Gorge du Todra - Este local é um Cânion gigantesco com cerca de 13km de comprimento e paredes de até 150m de altura. A rocha é calcário, porém bastante diferente do encontrado na maioria dos setores europeus. A escalada começou a se desenvolver no Marrocos a cerca de 15 anos com a abertura das primeiras vias por Espanhóis. Existem muitas vias, na sua maioria de 2 ou 3 cordadas, e alguns setores esportivos. A comunidade escaladora local, assim como grande parte das pessoas que lidam com turistas no Marrocos, parecem bastante receptivos, até o ponto que você não compra o que eles tem para vender, ai eles mudam e muitas vezes você se sete intimidado a comprar, para evitar problemas. Foi o que aconteceu quando me senti intimidado a comprar um livro guia do local, na verdade era um monte de folhas de oficio xerocadas com os croquis feita a mão, o problema não seria este, o problema era o valor, 20 euros. Que consegui comprar após muito tempo de negociação por €15.
Escalei apenas 2 dias neste setor, mas já foram suficientes. Uma viagem somente com o intuito de escalar neste setor não é muito interessante, visto que o setor não apresenta vias muito boas (pelo menos as que escalei), porém vale a pena conhecer este país em função de sua cultura e outras belezas naturais.

Depois do Marrocos partimos diretamente para Barcelona onde tive a oportunidade de voltar a Montserrat por um dia. Na seqüência partimos para a França onde escalei alguns dias em Les Calanques. Por fim partimos para a Itália, onde escalei na região de Arco por cerca de 4 dias.

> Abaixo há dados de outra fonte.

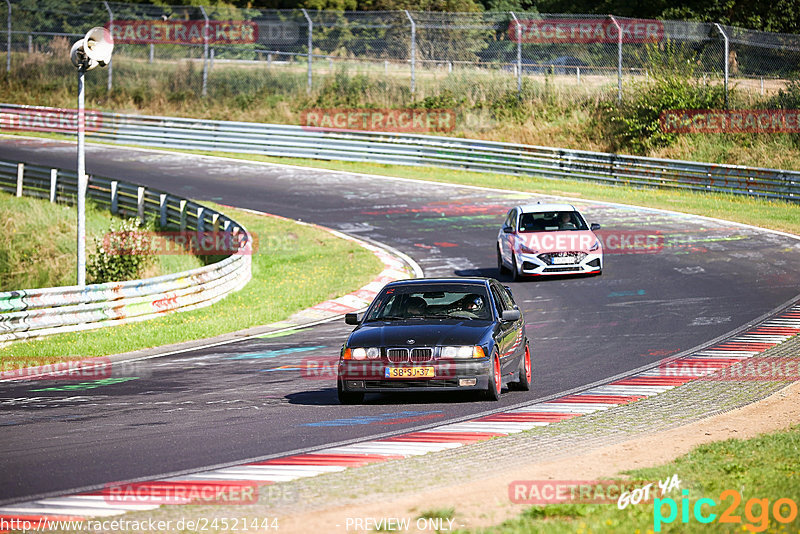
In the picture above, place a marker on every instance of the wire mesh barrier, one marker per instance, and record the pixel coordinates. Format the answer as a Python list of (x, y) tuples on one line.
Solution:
[(31, 313), (414, 55), (433, 151)]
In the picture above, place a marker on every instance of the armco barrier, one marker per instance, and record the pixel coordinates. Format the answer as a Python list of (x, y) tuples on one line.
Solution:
[(36, 312), (418, 150)]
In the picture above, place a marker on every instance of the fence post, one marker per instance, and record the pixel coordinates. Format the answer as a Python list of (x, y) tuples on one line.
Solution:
[(310, 45), (8, 39), (519, 54), (140, 203), (413, 51), (727, 53), (162, 208), (114, 197), (20, 175), (619, 57), (111, 29), (183, 215), (205, 52), (53, 184)]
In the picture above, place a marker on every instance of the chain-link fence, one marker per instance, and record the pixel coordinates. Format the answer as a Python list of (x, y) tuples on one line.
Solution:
[(399, 57)]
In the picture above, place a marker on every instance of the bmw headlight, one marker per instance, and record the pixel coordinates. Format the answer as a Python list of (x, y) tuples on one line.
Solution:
[(362, 353)]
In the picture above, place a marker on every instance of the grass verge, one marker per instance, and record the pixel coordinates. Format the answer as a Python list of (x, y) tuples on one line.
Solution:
[(38, 247), (295, 266), (758, 471), (776, 215)]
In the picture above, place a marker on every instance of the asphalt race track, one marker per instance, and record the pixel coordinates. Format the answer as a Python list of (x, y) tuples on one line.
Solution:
[(253, 398)]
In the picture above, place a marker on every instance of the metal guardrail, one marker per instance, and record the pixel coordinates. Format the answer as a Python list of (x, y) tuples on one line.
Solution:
[(37, 312), (417, 150)]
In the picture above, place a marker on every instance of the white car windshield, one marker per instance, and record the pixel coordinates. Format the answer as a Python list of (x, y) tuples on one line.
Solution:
[(551, 221)]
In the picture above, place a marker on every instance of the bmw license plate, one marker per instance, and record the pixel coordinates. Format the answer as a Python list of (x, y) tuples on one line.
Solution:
[(409, 372)]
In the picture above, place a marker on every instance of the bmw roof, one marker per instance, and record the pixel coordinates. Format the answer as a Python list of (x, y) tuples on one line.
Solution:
[(457, 280), (538, 208)]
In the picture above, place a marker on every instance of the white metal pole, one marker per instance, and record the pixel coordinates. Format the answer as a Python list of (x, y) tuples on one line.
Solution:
[(8, 39), (519, 54), (310, 44), (81, 182), (111, 29), (619, 57), (727, 53), (205, 52), (413, 51)]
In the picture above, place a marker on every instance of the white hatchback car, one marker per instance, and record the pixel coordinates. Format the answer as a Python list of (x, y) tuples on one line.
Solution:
[(548, 239)]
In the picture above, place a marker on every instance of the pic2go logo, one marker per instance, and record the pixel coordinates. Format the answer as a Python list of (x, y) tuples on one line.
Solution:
[(756, 511)]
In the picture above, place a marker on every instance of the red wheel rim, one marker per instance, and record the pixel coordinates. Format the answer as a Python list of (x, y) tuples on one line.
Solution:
[(528, 363), (497, 374)]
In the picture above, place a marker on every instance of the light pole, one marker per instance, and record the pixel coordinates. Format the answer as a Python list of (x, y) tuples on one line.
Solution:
[(92, 51)]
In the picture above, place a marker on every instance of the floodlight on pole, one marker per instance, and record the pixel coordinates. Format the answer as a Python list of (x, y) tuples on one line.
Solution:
[(93, 51)]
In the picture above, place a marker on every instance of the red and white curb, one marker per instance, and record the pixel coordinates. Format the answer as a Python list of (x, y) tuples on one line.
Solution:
[(717, 357)]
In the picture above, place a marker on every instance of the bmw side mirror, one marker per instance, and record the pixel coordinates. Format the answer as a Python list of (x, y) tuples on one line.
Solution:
[(511, 315)]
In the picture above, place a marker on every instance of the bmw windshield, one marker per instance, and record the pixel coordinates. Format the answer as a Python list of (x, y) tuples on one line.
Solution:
[(434, 301)]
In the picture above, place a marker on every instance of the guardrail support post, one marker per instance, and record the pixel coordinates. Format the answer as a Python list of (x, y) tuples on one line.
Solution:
[(200, 223), (183, 214), (205, 52), (114, 197), (619, 57), (140, 203), (726, 61), (413, 51), (53, 184), (310, 45), (20, 175), (162, 208), (519, 54)]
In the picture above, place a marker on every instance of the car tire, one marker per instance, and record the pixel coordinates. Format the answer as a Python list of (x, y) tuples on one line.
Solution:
[(501, 267), (495, 380), (525, 371), (348, 397)]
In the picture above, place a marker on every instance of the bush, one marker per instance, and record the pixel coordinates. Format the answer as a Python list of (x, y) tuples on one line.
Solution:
[(635, 123), (122, 255)]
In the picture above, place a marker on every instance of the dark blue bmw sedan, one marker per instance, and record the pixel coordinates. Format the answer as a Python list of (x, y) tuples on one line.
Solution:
[(436, 334)]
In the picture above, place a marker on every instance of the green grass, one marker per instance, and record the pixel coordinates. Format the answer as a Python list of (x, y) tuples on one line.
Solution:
[(38, 246), (764, 467), (776, 215), (552, 111), (295, 266)]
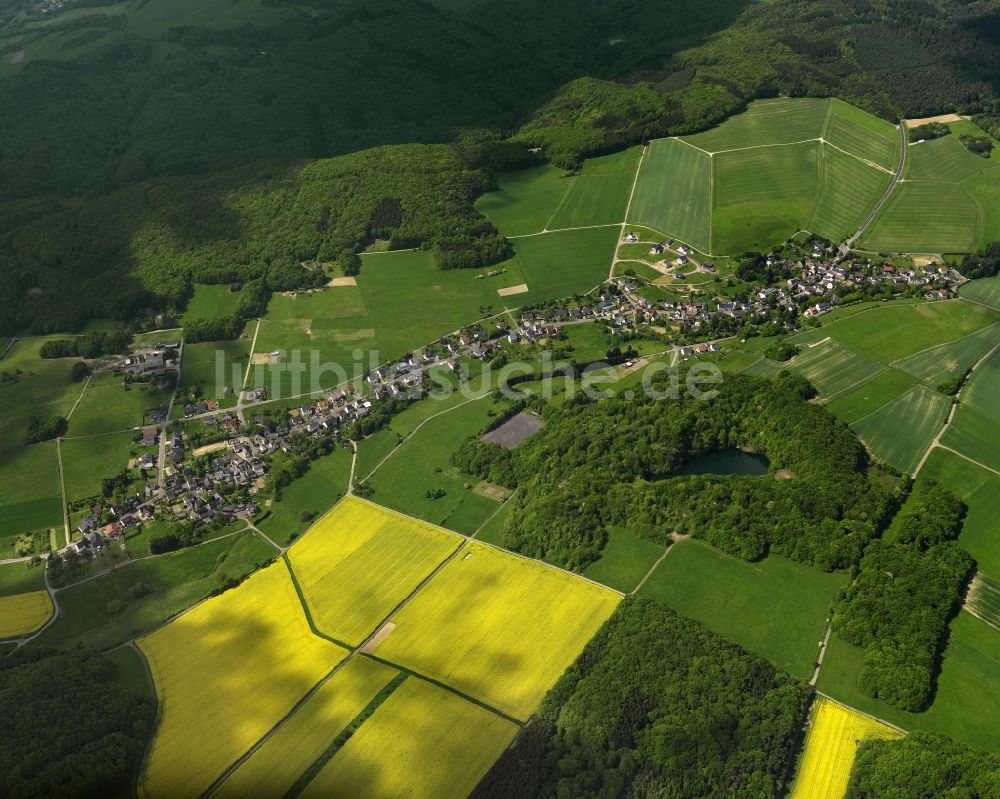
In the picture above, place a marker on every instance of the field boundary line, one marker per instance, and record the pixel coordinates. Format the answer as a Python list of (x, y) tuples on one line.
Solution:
[(560, 230), (862, 712), (413, 432), (684, 141), (946, 343), (561, 203)]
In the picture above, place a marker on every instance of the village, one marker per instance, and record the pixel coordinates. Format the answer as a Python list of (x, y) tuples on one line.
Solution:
[(220, 479)]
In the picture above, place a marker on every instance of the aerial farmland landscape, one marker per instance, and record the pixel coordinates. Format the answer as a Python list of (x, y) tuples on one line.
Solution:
[(486, 399)]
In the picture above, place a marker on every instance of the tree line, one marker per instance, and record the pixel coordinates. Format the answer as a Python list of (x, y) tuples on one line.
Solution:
[(656, 705), (600, 464)]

Arco – Esta zona de escalada é uma das mais famosas da Itália. Escalei em apenas um setor desta zona chamado Masoni, onde se encontra a famosa via Undergraund, 8c+/9a (11b/11c BR). Este setor de calcário macio possui vias de resistência, na sua maioria negativas com agarras grandes e chorreiras. O visual do local também é belo, valendo a pena um passeio pela cidade de Arco, e por suas lojas de escalada, cerca de 5, em uma cidade que eu acredito que não tenha mais de 15.000 habitantes, e o melhor é que estas lojas apresentam uma grande variedade de marcas e modelos e são mais baratas que as demais que visitei na Europa.

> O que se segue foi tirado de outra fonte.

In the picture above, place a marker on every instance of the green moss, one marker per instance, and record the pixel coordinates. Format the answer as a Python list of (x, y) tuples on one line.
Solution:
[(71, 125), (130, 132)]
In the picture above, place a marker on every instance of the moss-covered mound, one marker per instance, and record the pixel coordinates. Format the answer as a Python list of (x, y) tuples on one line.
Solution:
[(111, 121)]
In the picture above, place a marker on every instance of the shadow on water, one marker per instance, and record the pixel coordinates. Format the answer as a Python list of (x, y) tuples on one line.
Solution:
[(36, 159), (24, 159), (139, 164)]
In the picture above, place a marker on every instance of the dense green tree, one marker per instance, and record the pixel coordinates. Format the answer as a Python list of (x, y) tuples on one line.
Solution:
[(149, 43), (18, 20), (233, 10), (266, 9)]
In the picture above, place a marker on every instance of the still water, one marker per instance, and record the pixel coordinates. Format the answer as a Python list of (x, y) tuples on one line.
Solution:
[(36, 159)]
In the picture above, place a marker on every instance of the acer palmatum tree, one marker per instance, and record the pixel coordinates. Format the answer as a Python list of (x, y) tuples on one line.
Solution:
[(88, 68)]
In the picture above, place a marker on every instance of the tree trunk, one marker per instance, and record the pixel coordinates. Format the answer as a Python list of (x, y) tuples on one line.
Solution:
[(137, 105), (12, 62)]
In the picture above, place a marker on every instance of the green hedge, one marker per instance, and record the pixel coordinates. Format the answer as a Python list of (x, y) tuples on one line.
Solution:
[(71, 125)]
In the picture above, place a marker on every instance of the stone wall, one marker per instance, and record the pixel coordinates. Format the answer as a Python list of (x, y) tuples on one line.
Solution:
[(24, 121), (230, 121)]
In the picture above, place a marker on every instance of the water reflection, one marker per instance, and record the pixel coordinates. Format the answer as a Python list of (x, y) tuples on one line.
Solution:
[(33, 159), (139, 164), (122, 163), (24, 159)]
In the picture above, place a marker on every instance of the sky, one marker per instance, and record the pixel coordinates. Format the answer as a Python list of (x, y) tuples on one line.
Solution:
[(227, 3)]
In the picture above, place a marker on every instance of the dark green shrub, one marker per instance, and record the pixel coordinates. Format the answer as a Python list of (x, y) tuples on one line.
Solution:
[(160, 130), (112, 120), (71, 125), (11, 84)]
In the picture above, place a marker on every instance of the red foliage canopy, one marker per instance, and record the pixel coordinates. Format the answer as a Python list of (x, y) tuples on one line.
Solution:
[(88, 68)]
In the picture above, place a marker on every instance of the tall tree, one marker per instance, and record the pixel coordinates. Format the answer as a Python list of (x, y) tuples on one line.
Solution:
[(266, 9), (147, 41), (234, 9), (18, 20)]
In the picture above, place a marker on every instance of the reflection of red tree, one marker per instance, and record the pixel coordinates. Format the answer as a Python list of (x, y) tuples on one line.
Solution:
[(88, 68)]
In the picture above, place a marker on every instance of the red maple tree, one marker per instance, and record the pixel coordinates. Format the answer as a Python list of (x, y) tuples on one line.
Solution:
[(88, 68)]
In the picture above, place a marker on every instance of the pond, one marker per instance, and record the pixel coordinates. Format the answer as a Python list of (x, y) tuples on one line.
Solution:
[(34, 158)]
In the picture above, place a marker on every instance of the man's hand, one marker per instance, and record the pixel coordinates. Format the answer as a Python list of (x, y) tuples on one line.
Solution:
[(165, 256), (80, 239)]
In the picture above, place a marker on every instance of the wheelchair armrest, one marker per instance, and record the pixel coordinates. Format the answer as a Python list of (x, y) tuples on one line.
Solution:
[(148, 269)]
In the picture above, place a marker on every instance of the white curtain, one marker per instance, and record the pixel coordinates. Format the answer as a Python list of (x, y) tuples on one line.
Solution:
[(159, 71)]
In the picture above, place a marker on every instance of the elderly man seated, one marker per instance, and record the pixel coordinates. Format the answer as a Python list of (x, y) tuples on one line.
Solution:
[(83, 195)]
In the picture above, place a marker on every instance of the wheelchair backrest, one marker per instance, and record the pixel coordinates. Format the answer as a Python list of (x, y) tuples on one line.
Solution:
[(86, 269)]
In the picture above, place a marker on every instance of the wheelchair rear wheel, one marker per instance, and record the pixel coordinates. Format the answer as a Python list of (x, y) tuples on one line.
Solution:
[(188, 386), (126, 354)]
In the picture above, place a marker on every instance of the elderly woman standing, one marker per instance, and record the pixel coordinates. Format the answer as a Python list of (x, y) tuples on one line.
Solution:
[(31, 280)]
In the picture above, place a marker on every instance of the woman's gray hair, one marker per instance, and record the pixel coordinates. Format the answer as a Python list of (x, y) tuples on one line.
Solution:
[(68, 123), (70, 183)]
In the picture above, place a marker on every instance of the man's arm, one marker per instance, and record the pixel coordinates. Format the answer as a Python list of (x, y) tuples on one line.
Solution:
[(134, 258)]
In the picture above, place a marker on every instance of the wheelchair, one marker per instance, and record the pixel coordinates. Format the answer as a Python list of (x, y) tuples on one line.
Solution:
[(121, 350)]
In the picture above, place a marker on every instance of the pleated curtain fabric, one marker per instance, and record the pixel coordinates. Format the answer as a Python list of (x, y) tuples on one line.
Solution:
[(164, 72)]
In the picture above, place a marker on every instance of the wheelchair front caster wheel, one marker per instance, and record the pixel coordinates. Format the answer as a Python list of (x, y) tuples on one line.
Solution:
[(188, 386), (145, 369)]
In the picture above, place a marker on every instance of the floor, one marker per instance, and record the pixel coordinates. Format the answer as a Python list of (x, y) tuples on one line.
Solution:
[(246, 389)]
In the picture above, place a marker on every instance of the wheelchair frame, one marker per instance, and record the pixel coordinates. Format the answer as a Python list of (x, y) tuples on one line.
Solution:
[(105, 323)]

Agora de volta ao Brasil e com a motivação a mil, estou em busca de novas vias para conquistar e novos setores para explorar, quem sabe assim, podendo ajudar a colocar o Brasil de forma mais sólida no cenário da escalada esportiva mundial. Tendo não somente vias de graus elevados, mas também um grande numero de vias de base para que a evolução dos escaladores brasileiros, principalmente das futuras gerações, possa ser mais sólida e rápida.